In conclusion, Balthasar’s central insight in Dare We Hope and his Short Discourse on Hell, is that Catholic soteriology, and the related doctrines of heaven and hell, need to be framed within the idea of love. “God is love” and so any theological concepts must acknowledge this reality in some way, otherwise they risk losing their validity as Christian doctrines and, consequently, their truth value (1 John 4:16). Thus, Balthasar applies this truth to seemingly opposed lines of thought in the Christian tradition, specifically as they appear in the New Testament, the Church’s saints and theologians, and the doctrine of hell itself. These lines of thought either emphasize the punitive, just punishment delivered to the wicked as the righteous consequence of their actions, or God’s infinite love, mercy and compassion which can redeem all men. By reading these lines of thought through love, Balthasar reminds modern Christians that the most fundamental aspect of reality is love and so these lines of thought must be interpreted as possible reactions to God’s love. Therefore, hell, properly understood, is not a place of active torment by God upon the wicked, but the horrendous result of a persistent rejection of God’s salvific love. This framing of hell as “locked on the inside” thwarts modern efforts to dismiss hell as a sadistic medieval or antique fantasy and forces modern man to look inward and confront his own active resistance to God (Eyre 1). Balthasar’s vision of hell, and of salvation more generally, makes the doctrine relevant to modern man and thus forces him to engage with Christianity, despite his desire to ignore it.
















Works Cited

Balthasar, Hans Urs Von. Dare We Hope: “That All Men Be Saved”? ; With, a Short Discourse on Hell. Ignatius Press, 1988.

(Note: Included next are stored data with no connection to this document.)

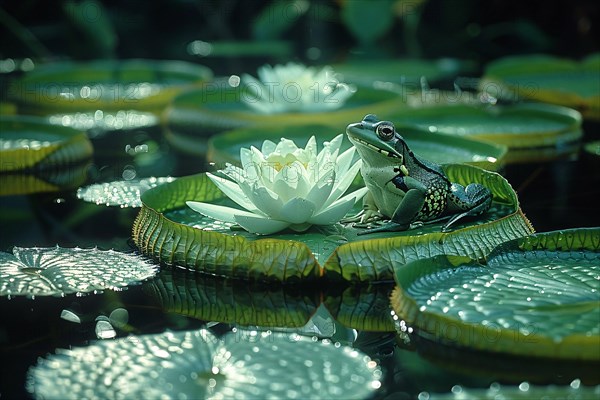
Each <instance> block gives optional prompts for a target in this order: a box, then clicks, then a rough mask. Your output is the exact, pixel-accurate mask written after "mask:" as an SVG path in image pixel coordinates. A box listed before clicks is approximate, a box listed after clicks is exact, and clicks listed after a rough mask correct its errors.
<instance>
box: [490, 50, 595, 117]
mask: <svg viewBox="0 0 600 400" xmlns="http://www.w3.org/2000/svg"><path fill="white" fill-rule="evenodd" d="M599 68H600V54H598V53H596V54H593V55H591V56H589V57H587V58H585V59H584V60H582V61H581V62H577V61H573V60H569V59H564V58H557V57H553V56H548V55H528V56H514V57H506V58H502V59H499V60H496V61H494V62H492V63H490V64H489V65H488V66H487V67H486V69H485V73H484V77H483V79H482V81H481V85H480V88H481V89H482V90H484V91H486V92H488V93H490V94H491V95H492V96H495V97H499V98H508V99H511V100H514V99H518V100H520V99H531V100H539V101H543V102H546V103H551V104H558V105H563V106H567V107H572V108H575V109H576V110H578V111H580V112H581V113H582V114H583V116H584V117H585V118H592V119H596V120H597V119H600V92H599V91H598V88H599V87H600V73H598V71H599Z"/></svg>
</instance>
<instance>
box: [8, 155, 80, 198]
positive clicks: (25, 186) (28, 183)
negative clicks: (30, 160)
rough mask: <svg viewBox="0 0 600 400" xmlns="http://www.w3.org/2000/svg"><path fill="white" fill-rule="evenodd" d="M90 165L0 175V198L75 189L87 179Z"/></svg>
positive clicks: (79, 164) (70, 166) (55, 191)
mask: <svg viewBox="0 0 600 400" xmlns="http://www.w3.org/2000/svg"><path fill="white" fill-rule="evenodd" d="M89 167H90V163H89V162H88V163H82V164H77V165H74V166H69V167H65V168H59V169H50V170H44V171H31V172H30V171H17V172H3V173H1V174H0V196H15V195H23V194H33V193H46V192H57V191H61V190H67V189H75V188H77V187H79V186H81V185H83V184H84V183H85V182H86V180H87V177H88V174H87V172H88V169H89Z"/></svg>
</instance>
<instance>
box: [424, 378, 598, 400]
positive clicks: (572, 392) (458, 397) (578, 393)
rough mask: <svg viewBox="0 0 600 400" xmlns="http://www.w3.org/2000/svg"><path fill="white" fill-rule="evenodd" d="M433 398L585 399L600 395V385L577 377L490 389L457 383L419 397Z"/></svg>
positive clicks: (495, 386) (449, 398)
mask: <svg viewBox="0 0 600 400" xmlns="http://www.w3.org/2000/svg"><path fill="white" fill-rule="evenodd" d="M421 397H423V398H428V399H431V400H462V399H480V400H496V399H514V400H519V399H523V400H525V399H545V400H563V399H572V400H584V399H595V398H598V397H600V386H584V385H582V384H581V382H580V381H579V380H578V379H576V380H574V381H573V382H571V384H570V385H568V386H556V385H547V386H541V385H530V384H529V383H527V382H522V383H521V384H520V385H518V386H509V385H500V384H498V383H494V384H492V385H491V386H490V387H489V388H488V389H471V388H463V387H462V386H460V385H456V386H454V387H453V388H452V392H451V393H425V392H423V393H421V394H419V398H421Z"/></svg>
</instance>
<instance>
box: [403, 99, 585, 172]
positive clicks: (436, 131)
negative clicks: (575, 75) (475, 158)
mask: <svg viewBox="0 0 600 400" xmlns="http://www.w3.org/2000/svg"><path fill="white" fill-rule="evenodd" d="M392 121H399V123H398V124H396V126H397V127H399V129H400V131H401V130H402V127H403V126H404V127H413V128H418V129H421V130H423V131H428V132H436V133H442V134H446V135H452V137H457V136H458V137H470V138H474V139H478V140H485V141H488V142H492V143H496V144H500V145H504V146H507V147H508V154H507V155H506V160H507V162H515V161H531V160H545V159H552V158H556V157H557V156H560V155H563V154H569V153H574V152H576V151H577V149H578V141H579V140H580V139H581V137H582V135H583V132H582V130H581V122H582V121H581V115H580V114H579V113H578V112H577V111H575V110H572V109H569V108H565V107H559V106H552V105H548V104H534V103H523V104H517V105H510V106H488V107H475V106H467V105H439V106H435V107H424V108H416V109H414V108H410V109H408V108H404V109H399V110H398V111H397V112H396V113H395V114H394V115H393V117H392Z"/></svg>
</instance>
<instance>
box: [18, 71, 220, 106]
mask: <svg viewBox="0 0 600 400" xmlns="http://www.w3.org/2000/svg"><path fill="white" fill-rule="evenodd" d="M211 78H212V73H211V71H210V70H209V69H208V68H206V67H203V66H200V65H196V64H190V63H186V62H182V61H158V60H119V61H115V60H96V61H89V62H72V61H65V62H57V63H50V64H44V65H40V66H38V67H37V68H36V69H35V70H33V71H31V72H28V73H27V74H25V75H24V76H23V78H21V79H19V80H18V81H16V82H14V83H13V85H12V86H11V87H10V90H9V96H10V98H11V99H13V100H14V101H15V102H16V103H17V104H18V105H19V109H20V110H21V111H27V112H33V113H36V114H48V113H52V112H62V113H65V112H70V111H71V112H79V111H84V110H92V111H96V110H103V111H108V110H155V111H158V110H160V109H161V108H162V107H164V106H165V105H166V104H167V103H168V102H169V101H170V100H171V99H172V98H173V97H174V96H175V95H176V94H177V93H179V92H181V91H182V90H183V89H184V88H186V87H188V86H190V85H199V84H201V83H202V82H206V81H208V80H210V79H211Z"/></svg>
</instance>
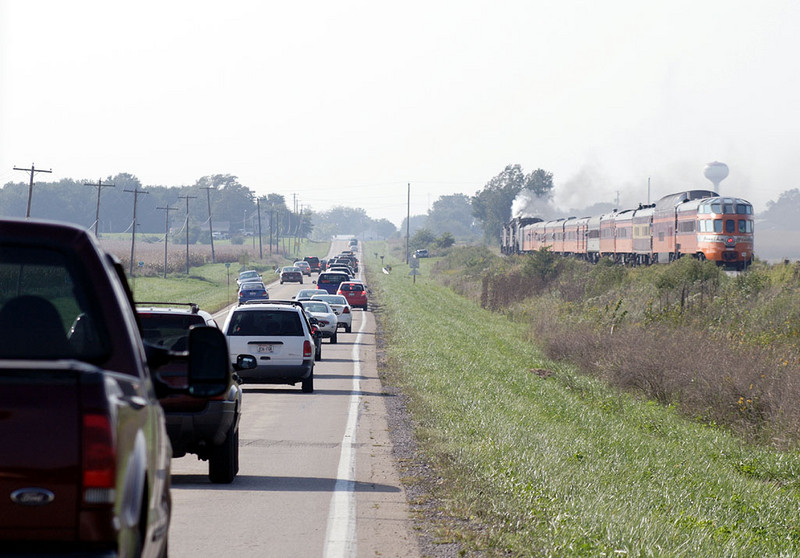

Dulles, Cardinal Avery. “The Population of Hell.” First Things, 1 May 2003, www.firstthings.com/article/2003/05/the-population-of-hell.

Eyre, Stephen. “C.S. Lewis on Heaven and Hell.” C.S. Lewis Institute, 8 Sept. 2018, www.cslewisinstitute.org/resources/c-s-lewis-on-heaven-and-hell/.

Suggs, M. Jack, et al. The Oxford Study Bible: Revised English Bible with the Apocrypha. Oxford University Press, 1992.